Von Dr. Albert Wittwer
Unter heftigem Beifall hat das Portal Twitter dem gerade noch amtierenden US-Präsidenten den Zugang gesperrt. Über dieses Kommunikationsinstrument hat der schon vor seiner Wahl vor vier Jahren aktiv Politik gemacht. Und Heerscharen von recherchefaulen Redakteuren glänzend bedient. Sie konnten sicher sein, daß täglich aufregende und höchst unterhaltsame kurze Statements im Stil von „Fauci (führender Virologe) ist überfordert. Es gibt keine menschengemachte Klimaerwärmung. Kim Il Sung ist ein großartiger Kerl“ sprudeln werden. Darüber kann man in fünfzehn Minuten bei einem Espresso einen Artikel schreiben. Den Rest des Tages hat man dann frei.
Es liegt auf der Hand, daß das in Zeiten des Internet-Shitstorms eine Beschränkung der Freiheit der Meinungsäußerung darstellt. Das „Ich bin nicht deiner Meinung, aber ich werde bis zu meinem Tod dein Recht verteidigen, sie zu äußern“* wird in Gestalt der Rede- und Pressefreiheit in den USA besonders hochgehalten. Was wir reden, wer hört das schon, was wir schreiben, wer mag das drucken, wer wird es lesen? Also geht es doch um den Zugang zu diesen Internet-Medien. Wird mir der Zugang verwehrt, kann ich meine Wut zum Badezimmerfenster hinausrufen. Da bellt dann höchstens der Nachbarshund.

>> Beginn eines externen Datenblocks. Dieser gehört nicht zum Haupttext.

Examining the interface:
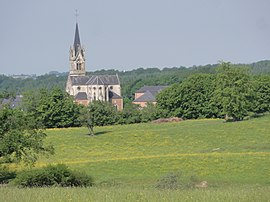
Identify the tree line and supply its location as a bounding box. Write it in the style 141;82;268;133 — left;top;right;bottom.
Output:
0;60;270;101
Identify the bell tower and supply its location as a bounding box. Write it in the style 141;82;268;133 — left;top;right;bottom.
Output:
69;21;85;76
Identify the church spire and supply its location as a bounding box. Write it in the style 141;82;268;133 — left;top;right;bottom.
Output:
74;22;81;55
69;10;85;76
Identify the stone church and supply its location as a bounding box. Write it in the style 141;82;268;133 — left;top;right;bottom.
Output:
66;23;123;111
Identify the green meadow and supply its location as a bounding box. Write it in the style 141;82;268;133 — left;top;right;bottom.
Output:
0;115;270;201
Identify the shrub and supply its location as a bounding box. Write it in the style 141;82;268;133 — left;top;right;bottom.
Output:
156;172;199;189
0;166;16;184
14;164;93;187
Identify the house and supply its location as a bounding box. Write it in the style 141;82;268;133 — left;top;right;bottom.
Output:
132;86;167;107
66;23;123;111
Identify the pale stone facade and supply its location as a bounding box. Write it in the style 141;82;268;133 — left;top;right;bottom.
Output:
66;24;123;110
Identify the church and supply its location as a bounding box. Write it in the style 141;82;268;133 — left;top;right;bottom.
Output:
66;22;123;111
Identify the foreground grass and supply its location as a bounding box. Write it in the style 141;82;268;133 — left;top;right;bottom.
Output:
0;115;270;201
30;115;270;185
0;186;270;202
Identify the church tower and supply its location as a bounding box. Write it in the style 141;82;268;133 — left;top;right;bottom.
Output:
69;22;85;76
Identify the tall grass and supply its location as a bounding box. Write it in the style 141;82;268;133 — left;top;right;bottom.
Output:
0;186;270;202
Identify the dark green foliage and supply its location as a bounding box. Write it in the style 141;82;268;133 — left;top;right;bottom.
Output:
140;103;159;123
0;166;16;184
250;75;270;113
0;105;53;163
157;63;270;121
89;101;118;126
23;88;81;128
117;103;141;124
157;74;217;119
13;164;93;187
215;63;254;121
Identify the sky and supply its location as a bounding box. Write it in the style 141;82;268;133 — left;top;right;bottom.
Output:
0;0;270;75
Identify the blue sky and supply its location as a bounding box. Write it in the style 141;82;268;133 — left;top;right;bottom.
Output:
0;0;270;75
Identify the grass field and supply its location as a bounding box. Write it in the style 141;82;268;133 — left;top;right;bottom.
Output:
0;115;270;201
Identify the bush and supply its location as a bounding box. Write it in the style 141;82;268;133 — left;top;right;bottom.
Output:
0;167;16;184
156;172;199;189
14;164;93;187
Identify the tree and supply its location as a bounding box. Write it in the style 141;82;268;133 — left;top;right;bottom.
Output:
0;105;53;163
23;88;81;128
251;75;270;113
157;74;217;119
214;62;253;121
117;103;141;124
88;101;118;126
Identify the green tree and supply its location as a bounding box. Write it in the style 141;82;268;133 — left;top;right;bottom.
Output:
140;103;158;123
117;103;141;124
88;101;118;126
157;74;218;119
23;88;81;128
214;62;253;121
0;105;53;163
251;75;270;113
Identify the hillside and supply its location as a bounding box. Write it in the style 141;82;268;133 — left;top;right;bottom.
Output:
31;115;270;186
0;60;270;98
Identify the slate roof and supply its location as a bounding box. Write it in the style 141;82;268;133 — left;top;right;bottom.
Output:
136;86;168;96
70;75;120;85
133;91;156;102
2;95;22;108
109;91;122;99
75;92;87;100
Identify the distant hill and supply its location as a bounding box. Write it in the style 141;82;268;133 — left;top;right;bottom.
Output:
0;60;270;98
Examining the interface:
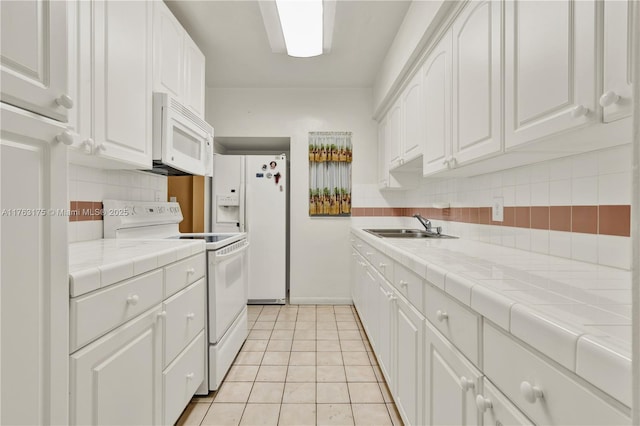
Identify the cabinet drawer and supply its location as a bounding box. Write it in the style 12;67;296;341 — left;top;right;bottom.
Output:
163;278;206;366
476;377;533;426
70;270;163;352
393;263;427;315
484;324;631;425
164;253;206;297
424;285;480;365
162;330;205;425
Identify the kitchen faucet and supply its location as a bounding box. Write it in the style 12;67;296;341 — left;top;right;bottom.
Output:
413;213;442;234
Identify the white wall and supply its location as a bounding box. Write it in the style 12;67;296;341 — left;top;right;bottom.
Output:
373;0;454;112
206;88;377;303
68;164;167;243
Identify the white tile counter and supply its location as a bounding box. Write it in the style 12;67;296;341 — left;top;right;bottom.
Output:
69;239;205;297
352;228;631;406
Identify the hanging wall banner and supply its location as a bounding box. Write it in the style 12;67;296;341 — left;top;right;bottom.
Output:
309;132;352;216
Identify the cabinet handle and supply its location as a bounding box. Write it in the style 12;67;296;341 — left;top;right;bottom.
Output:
571;105;589;118
520;380;543;404
460;376;476;392
600;90;620;108
56;130;73;145
56;94;73;109
476;395;493;413
436;309;449;322
82;138;95;154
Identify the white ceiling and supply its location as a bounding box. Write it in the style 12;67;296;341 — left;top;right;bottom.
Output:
166;0;411;88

Ein Freund hat sich für zeitlich befristete Sperren ausgesprochen. Im Gegenstandsfall wird es für kausal und adäquat gehalten, daß die öffentliche Kommunikation zum Sturm auf das Kapitol mit vier Toten und zahlreichen Verletzten und zur Behinderung der parlamentarischen Arbeit geführt hat. Vielleicht hat das Strafrecht sogar in den USA dafür eine Art Landfriedensbruch-Paragraph. Dann könnte darüber ja ein unabhängiges Gericht nach seinem sorgfältigen Beweisverfahren unter Wahrung aller Verteidigungsrechte, die einem Milliardär zu Gebote stehen, entscheiden. Sowas wie ein Computer-Internet-Verbot soll es in den USA ja geben – bisher für Hacker. Und vielleicht vorab eine einstweilige Sperre des Accounts verfügen.
Oder darf man das Twitter überlassen? Vielleicht einem Algorithmus, gespeist von unparteiischer künstlicher Intelligenz? So wie wir von den sozialen Netzwerken, deren Mitglieder sind, nach unerforschlichem Ratschluß die Postings von manchen Freunden erhalten, von anderen aber doch nicht.
Der Kapitalismus tritt hier ganz offen zu Tage. Er veröffentlicht, was er will. Er ist nicht darauf angewiesen, mit Think-Tanks, bezahlten Professuren, Presseschaltungen, Parteienförderung seine Interessen zu artikulieren, auf daß sie unsere Meinungen und die Entscheidungen der politischen Verantwortungsträger prägen. Ein Prozess von atemberaubender Kürze, wie er ja vielen Kritikern des langwierigen Parlamentarismus vorschwebt. Davor möge uns unser waches Internet-Konsumverhalten und – wie schon öfter – die Europäische Union mit ihren Rechtsetzungsbefugnissen, die den Zugang zum größten Binnenmarkt der Welt regulieren, bewahren.
Anmerkung:
*)
“I disapprove of what you say, but I will defend to the death your right to say it.” Evelyn Hall in ihrer Biografin über Voltaires Haltung.